2. The delay of 195 days in filing these six appeals is explained as follows. From a reading of the order of the Commissioner (Appeals) the applicant was under the bona fide belief that it was a single order and therefore a single appeal would suffice. That appeal was filed on time. It was only when the bench pointed out that the Commissioner had disposed of six appeals, the fact came to be known.
3. The Commissioner's order disposing of seven appeals bears seven numbers and seven appeals ought in fact have been filed in time. From the appeal that was filed, it was clear that the applicant was aware that the Commissioner had disposed of seven appeals but applicant was unaware of the fact that such appeals were required to be filed. Accordingly we condone the delay.

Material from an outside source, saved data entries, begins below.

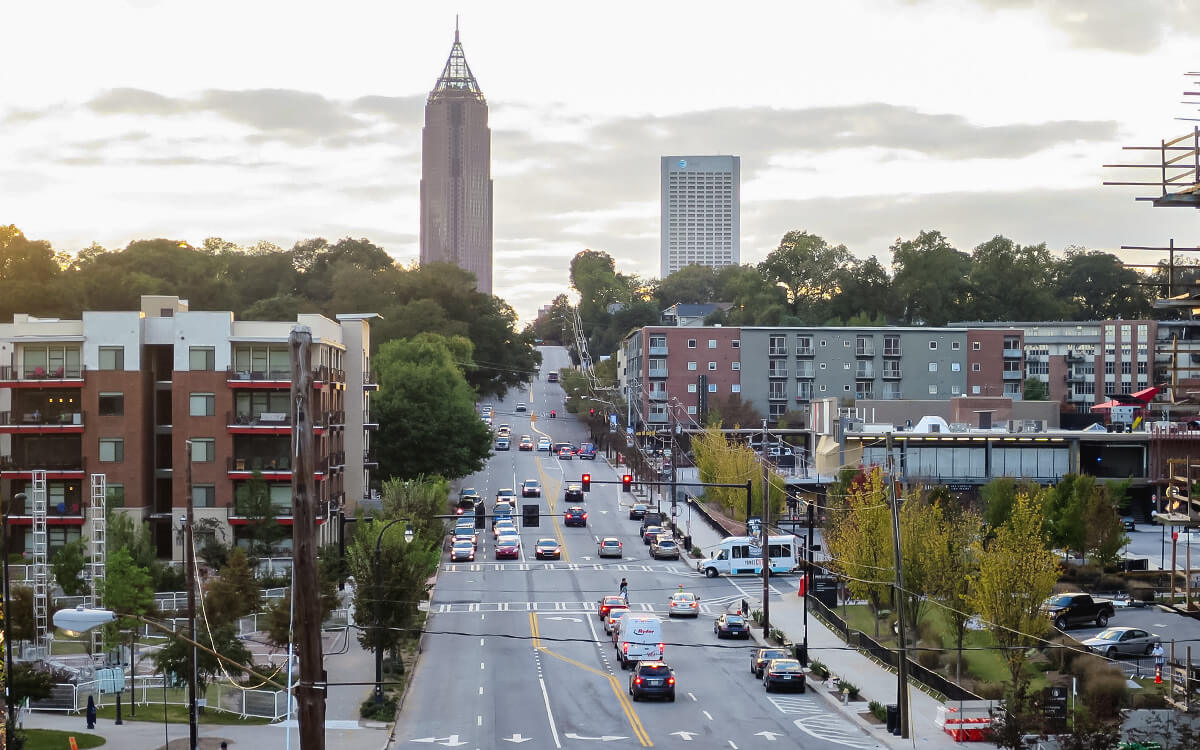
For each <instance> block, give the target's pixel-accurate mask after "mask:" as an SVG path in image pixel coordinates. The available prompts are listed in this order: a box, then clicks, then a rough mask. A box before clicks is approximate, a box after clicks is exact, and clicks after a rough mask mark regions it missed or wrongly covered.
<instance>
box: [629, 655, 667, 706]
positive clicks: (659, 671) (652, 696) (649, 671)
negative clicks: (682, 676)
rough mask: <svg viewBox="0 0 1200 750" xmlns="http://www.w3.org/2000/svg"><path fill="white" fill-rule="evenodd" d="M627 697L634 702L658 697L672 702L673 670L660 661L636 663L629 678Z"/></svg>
mask: <svg viewBox="0 0 1200 750" xmlns="http://www.w3.org/2000/svg"><path fill="white" fill-rule="evenodd" d="M629 695H631V696H634V700H635V701H641V700H642V698H643V697H660V698H666V700H667V701H672V702H673V701H674V670H672V668H671V667H668V666H667V665H666V662H662V661H638V662H637V664H636V665H634V673H632V674H630V677H629Z"/></svg>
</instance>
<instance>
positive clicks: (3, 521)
mask: <svg viewBox="0 0 1200 750" xmlns="http://www.w3.org/2000/svg"><path fill="white" fill-rule="evenodd" d="M17 500H20V502H22V503H24V502H25V500H26V497H25V493H24V492H18V493H17V494H14V496H12V502H13V503H16V502H17ZM10 511H11V509H8V508H4V509H0V554H2V556H4V587H2V588H4V594H2V596H4V707H5V738H8V737H12V728H13V726H14V721H13V704H12V632H11V631H10V630H8V623H10V622H12V611H11V610H10V607H11V605H12V602H11V600H10V599H8V516H10V515H11V512H10Z"/></svg>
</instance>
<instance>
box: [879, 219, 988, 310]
mask: <svg viewBox="0 0 1200 750" xmlns="http://www.w3.org/2000/svg"><path fill="white" fill-rule="evenodd" d="M892 269H893V276H892V284H893V288H894V289H895V294H896V298H898V302H899V305H900V314H901V317H902V318H904V322H905V323H906V324H908V325H912V324H914V323H920V324H924V325H946V324H947V323H948V322H949V320H953V319H960V318H961V317H962V310H964V305H965V304H966V301H967V295H968V290H970V287H968V284H967V274H968V272H970V270H971V258H970V256H967V254H966V253H962V252H959V251H958V250H955V248H954V247H953V246H950V244H949V242H948V241H947V240H946V238H944V236H942V233H941V232H922V233H920V234H918V235H917V239H914V240H896V241H895V244H894V245H892Z"/></svg>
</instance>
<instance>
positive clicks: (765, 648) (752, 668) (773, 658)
mask: <svg viewBox="0 0 1200 750" xmlns="http://www.w3.org/2000/svg"><path fill="white" fill-rule="evenodd" d="M791 658H792V654H791V653H790V652H788V650H787V649H786V648H760V649H757V650H755V653H754V654H751V655H750V671H751V672H752V673H754V676H755V677H757V678H760V679H761V678H762V668H763V667H764V666H767V662H768V661H770V660H772V659H791Z"/></svg>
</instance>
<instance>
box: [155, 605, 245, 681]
mask: <svg viewBox="0 0 1200 750" xmlns="http://www.w3.org/2000/svg"><path fill="white" fill-rule="evenodd" d="M210 624H211V629H210V628H209V626H206V625H205V624H204V623H203V622H202V623H199V626H198V628H197V632H196V641H197V642H198V643H203V644H204V646H208V647H209V648H211V649H212V650H215V652H217V653H218V654H221V655H222V656H224V658H226V659H230V660H233V661H235V662H236V664H239V665H244V666H241V667H239V666H234V665H232V664H229V662H228V661H221V660H220V659H217V658H216V656H214V655H212V654H210V653H208V652H206V650H202V649H198V648H193V647H192V644H191V643H188V642H186V641H184V640H182V638H169V640H168V641H167V644H166V646H164V647H163V648H162V649H161V650H160V652H158V653H157V654H156V655H155V666H156V667H157V668H158V670H162V671H164V672H170V673H173V674H179V676H184V674H188V673H191V671H192V654H196V683H197V690H198V691H199V694H200V695H203V694H204V690H205V688H208V685H209V683H210V682H212V680H214V678H215V677H216V676H217V674H221V676H223V677H224V676H228V678H232V679H234V680H235V679H236V678H239V677H241V676H244V674H246V670H245V665H250V662H251V661H252V660H253V656H251V653H250V649H247V648H246V643H245V642H244V641H242V640H241V638H239V637H238V630H236V629H235V628H234V626H233V625H232V624H229V623H222V624H220V625H217V624H215V623H210Z"/></svg>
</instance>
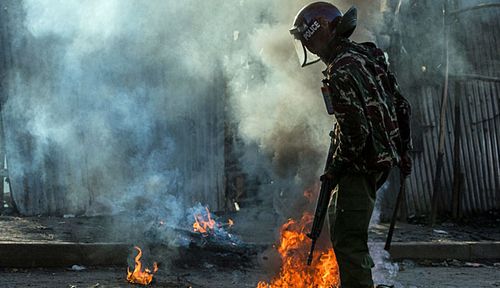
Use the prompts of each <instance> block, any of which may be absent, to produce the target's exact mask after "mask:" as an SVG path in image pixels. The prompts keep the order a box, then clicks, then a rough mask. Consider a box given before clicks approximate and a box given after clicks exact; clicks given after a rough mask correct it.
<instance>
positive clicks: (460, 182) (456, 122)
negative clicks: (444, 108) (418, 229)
mask: <svg viewBox="0 0 500 288" xmlns="http://www.w3.org/2000/svg"><path fill="white" fill-rule="evenodd" d="M460 92H461V91H460V83H458V82H456V83H455V132H454V133H455V135H454V136H455V139H454V141H455V143H454V147H453V195H452V201H451V202H452V207H451V212H452V217H453V219H457V217H458V215H459V214H460V210H462V207H461V205H460V204H461V203H460V202H461V198H462V197H461V195H460V194H461V190H462V189H461V185H460V184H461V183H462V180H461V170H462V165H461V163H460V138H461V136H462V135H461V131H462V130H461V127H462V125H461V121H460V119H461V115H460V114H461V111H460V99H461V97H460Z"/></svg>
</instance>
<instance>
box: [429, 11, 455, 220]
mask: <svg viewBox="0 0 500 288" xmlns="http://www.w3.org/2000/svg"><path fill="white" fill-rule="evenodd" d="M446 12H447V11H446V2H445V4H444V6H443V30H444V31H443V33H444V39H445V51H444V54H445V59H446V60H445V62H446V64H445V75H444V87H443V95H442V97H441V112H440V116H439V144H438V154H437V160H436V174H435V175H434V183H433V184H434V185H433V192H432V199H431V219H430V224H431V226H434V224H435V222H436V216H437V213H438V212H437V210H438V201H439V196H440V195H439V191H440V187H439V186H440V184H441V172H442V170H443V162H444V145H445V134H446V133H445V130H446V112H447V110H448V83H449V68H450V67H449V66H450V65H449V64H450V53H449V39H448V29H447V23H446Z"/></svg>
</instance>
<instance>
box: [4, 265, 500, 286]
mask: <svg viewBox="0 0 500 288" xmlns="http://www.w3.org/2000/svg"><path fill="white" fill-rule="evenodd" d="M498 275H500V268H499V267H494V266H484V267H478V268H472V267H426V266H415V267H412V268H406V269H404V270H403V271H400V272H399V273H398V275H397V277H396V279H395V280H396V281H397V282H398V284H397V287H405V288H436V287H439V288H455V287H457V288H458V287H460V288H469V287H471V288H472V287H474V288H476V287H477V288H480V287H481V288H482V287H485V288H486V287H500V277H498ZM265 278H266V276H265V275H263V274H262V272H261V271H259V270H236V271H229V269H224V270H217V269H216V268H206V269H197V270H193V269H190V270H172V271H168V272H167V271H161V270H160V271H159V273H158V274H157V275H156V278H155V281H154V283H153V284H152V285H150V287H169V288H181V287H182V288H187V287H193V288H195V287H200V288H212V287H213V288H226V287H227V288H230V287H231V288H233V287H256V285H257V282H258V281H259V280H261V279H265ZM0 283H2V284H1V287H5V288H18V287H33V288H42V287H43V288H45V287H55V288H57V287H61V288H63V287H64V288H83V287H85V288H87V287H88V288H91V287H92V288H97V287H138V286H136V285H131V284H128V283H126V280H125V270H124V268H123V267H108V268H89V269H86V270H83V271H79V272H75V271H69V270H67V269H4V270H0ZM297 288H301V287H297Z"/></svg>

4. The application is for waiver of deposit of duty of Rs. 21.94 lakhs and penalty of Rs. 3.15 lakhs. Duty has been demanded n the ground that the applicants were not entitled to be benefit of notification 1/93 for the lapping machine that it manufactured. The department finds that the applicant put these machines a label containing the letter "H" in ornamental form, which was the registered trade mark of Bhukanawalla Tools Ltd. Therefore the condition in paragraph 4 of the notification that it would not be applied to branded goods was attracted.

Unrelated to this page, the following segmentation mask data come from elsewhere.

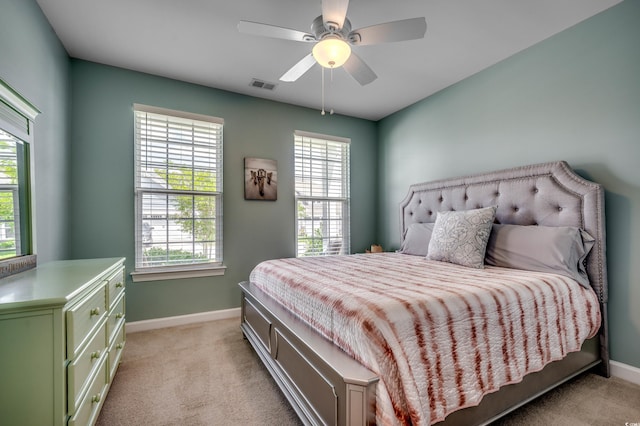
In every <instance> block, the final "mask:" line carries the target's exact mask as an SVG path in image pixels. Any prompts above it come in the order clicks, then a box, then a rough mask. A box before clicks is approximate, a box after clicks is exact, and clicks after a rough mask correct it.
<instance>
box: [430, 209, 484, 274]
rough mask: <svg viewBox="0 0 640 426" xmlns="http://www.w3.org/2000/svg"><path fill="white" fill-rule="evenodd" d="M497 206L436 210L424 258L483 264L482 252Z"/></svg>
mask: <svg viewBox="0 0 640 426" xmlns="http://www.w3.org/2000/svg"><path fill="white" fill-rule="evenodd" d="M495 215H496V207H495V206H491V207H485V208H482V209H475V210H465V211H449V212H438V214H437V216H436V223H435V226H434V227H433V233H432V234H431V241H430V242H429V252H428V254H427V259H431V260H440V261H443V262H449V263H455V264H458V265H462V266H468V267H470V268H479V269H481V268H484V254H485V250H486V248H487V241H488V240H489V234H490V233H491V225H492V223H493V220H494V218H495Z"/></svg>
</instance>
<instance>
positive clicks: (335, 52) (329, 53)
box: [312, 37, 351, 68]
mask: <svg viewBox="0 0 640 426" xmlns="http://www.w3.org/2000/svg"><path fill="white" fill-rule="evenodd" d="M312 52H313V57H314V59H315V60H316V62H318V63H319V64H320V65H321V66H323V67H325V68H338V67H341V66H342V65H344V63H345V62H347V59H349V56H351V46H349V44H348V43H347V42H346V41H344V40H342V39H340V38H337V37H328V38H325V39H323V40H320V41H319V42H318V43H316V45H315V46H313V50H312Z"/></svg>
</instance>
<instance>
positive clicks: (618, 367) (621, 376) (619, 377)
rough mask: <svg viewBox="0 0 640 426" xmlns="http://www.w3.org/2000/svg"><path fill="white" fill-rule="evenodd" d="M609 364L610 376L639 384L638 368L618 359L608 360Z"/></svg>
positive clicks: (639, 379) (639, 369) (627, 381)
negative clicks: (610, 372) (622, 362)
mask: <svg viewBox="0 0 640 426" xmlns="http://www.w3.org/2000/svg"><path fill="white" fill-rule="evenodd" d="M609 365H610V366H611V375H612V376H614V377H617V378H619V379H622V380H626V381H627V382H631V383H635V384H636V385H640V368H637V367H634V366H632V365H628V364H623V363H621V362H618V361H609Z"/></svg>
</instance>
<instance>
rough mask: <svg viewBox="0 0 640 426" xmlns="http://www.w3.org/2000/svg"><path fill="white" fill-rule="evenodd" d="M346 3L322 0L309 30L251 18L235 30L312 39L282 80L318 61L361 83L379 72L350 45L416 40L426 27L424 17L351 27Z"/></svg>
mask: <svg viewBox="0 0 640 426" xmlns="http://www.w3.org/2000/svg"><path fill="white" fill-rule="evenodd" d="M348 7H349V0H322V15H320V16H318V17H317V18H316V19H314V20H313V22H312V24H311V32H309V33H306V32H304V31H298V30H294V29H290V28H284V27H278V26H275V25H269V24H262V23H259V22H251V21H240V22H239V23H238V30H239V31H240V32H242V33H245V34H251V35H257V36H263V37H272V38H279V39H285V40H293V41H301V42H307V43H314V46H313V50H312V52H311V53H309V54H308V55H307V56H305V57H304V58H302V59H301V60H300V61H299V62H298V63H296V64H295V65H294V66H293V67H291V69H289V70H288V71H287V72H286V73H284V74H283V75H282V77H280V80H281V81H288V82H291V81H296V80H297V79H298V78H300V77H301V76H302V75H304V73H306V72H307V71H308V70H309V69H311V67H312V66H313V65H315V63H316V62H317V63H319V64H320V65H321V66H323V67H325V68H338V67H340V66H343V67H344V69H345V70H346V71H347V72H348V73H349V74H350V75H351V76H352V77H353V78H354V79H355V80H356V81H358V83H360V84H361V85H363V86H364V85H366V84H369V83H371V82H372V81H374V80H375V79H376V78H378V76H377V75H376V74H375V72H373V70H372V69H371V68H369V66H368V65H367V64H366V63H365V62H364V61H363V60H362V59H361V58H360V57H359V56H358V55H356V54H355V53H354V52H352V51H351V46H365V45H372V44H378V43H387V42H395V41H404V40H415V39H420V38H423V37H424V34H425V32H426V31H427V22H426V20H425V18H424V17H423V18H411V19H403V20H400V21H393V22H386V23H383V24H377V25H371V26H369V27H364V28H359V29H356V30H352V29H351V22H350V21H349V19H348V18H347V8H348Z"/></svg>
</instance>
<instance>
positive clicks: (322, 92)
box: [320, 67, 324, 115]
mask: <svg viewBox="0 0 640 426" xmlns="http://www.w3.org/2000/svg"><path fill="white" fill-rule="evenodd" d="M320 72H321V73H322V111H320V114H321V115H324V68H323V67H320Z"/></svg>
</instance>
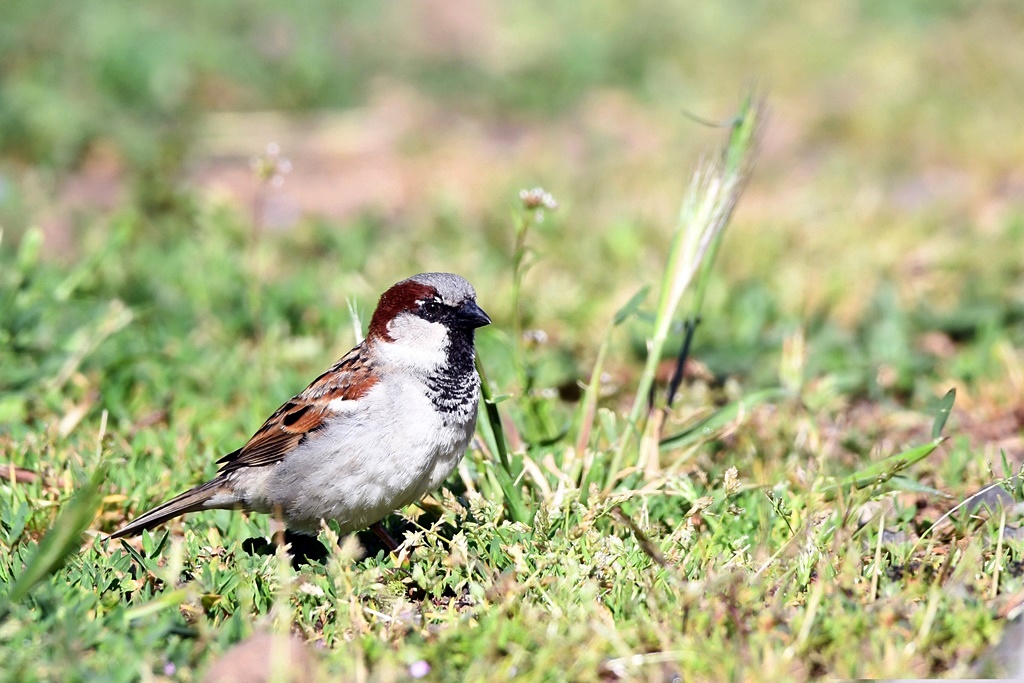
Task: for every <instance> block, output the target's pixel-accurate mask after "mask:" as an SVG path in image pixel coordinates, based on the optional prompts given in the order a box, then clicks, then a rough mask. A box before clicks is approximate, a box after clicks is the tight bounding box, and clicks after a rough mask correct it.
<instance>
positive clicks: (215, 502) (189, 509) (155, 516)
mask: <svg viewBox="0 0 1024 683" xmlns="http://www.w3.org/2000/svg"><path fill="white" fill-rule="evenodd" d="M214 498H218V499H219V500H216V501H214V500H213V499H214ZM236 504H237V500H236V499H234V496H233V495H232V494H231V492H230V489H229V488H228V487H227V486H225V485H224V481H223V480H222V479H219V478H217V479H212V480H210V481H207V482H206V483H203V484H200V485H198V486H196V487H195V488H189V489H188V490H186V492H185V493H183V494H181V495H180V496H175V497H174V498H172V499H171V500H169V501H167V502H166V503H164V504H162V505H158V506H157V507H155V508H154V509H153V510H150V511H148V512H146V513H145V514H143V515H141V516H139V517H136V518H135V519H133V520H132V521H130V522H129V523H127V524H125V525H124V526H122V527H121V528H119V529H118V530H117V531H115V532H114V533H111V536H110V538H111V539H120V538H122V537H126V536H135V535H136V533H141V532H142V531H144V530H145V529H150V528H153V527H154V526H159V525H160V524H163V523H164V522H165V521H167V520H168V519H173V518H175V517H178V516H180V515H183V514H185V513H187V512H198V511H199V510H211V509H214V508H233V507H236Z"/></svg>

5. The contention of the counsel for the applicant is that the brand name in question was registered by its owner Bhukanawalla in respect of abrasive preparations. These are in a difference class in the schedule to the Rules under the Trade and Merchandise Marks Act, 1958. He relies upon a circular dated 30.12.98 of the Board circular explaining that the provisions of paragraph 4 will not apply in case the goods bear a brand name of a different class of goods. He also relies upon the decision of the Taj Serpent Egg Factory v. CCE 1996 (85) ELT 78 and Precise Electronics v. CCE 1993 (65) ELT 69.
6. The departmental representative cites the decision of CCE v. Control Tech Electronics 2000 (120) ELT 369 in support. The question for consideration in the two decisions that the counsel for the applicant relies upon is that use of a brand name belonging to a fire work manufacturer by a pyrotechnic manufacturer in one case and for brand name put upon a watch by a manufacturer of clock would attract the provisions of the relevant paragraph of notification 175/86 and 1/93. The Tribunal in each of the decision found that the product being different it would not be attracted. One of the decisions has relied upon the board circular. The decision that the departmental representative relies upon does not seem to us to deal with this aspect at all; it was concerned with whether the relevant paragraph of notification 175/86 could apply to goods containing the brand name of the custom rule on behalf they were manufactured. The Tribunal has found that it would apply. This fact does not appear to be relevant to the issue before us.
7. In these circumstances, we waive deposit of the duty demanded and penalty imposed and stay their recovery.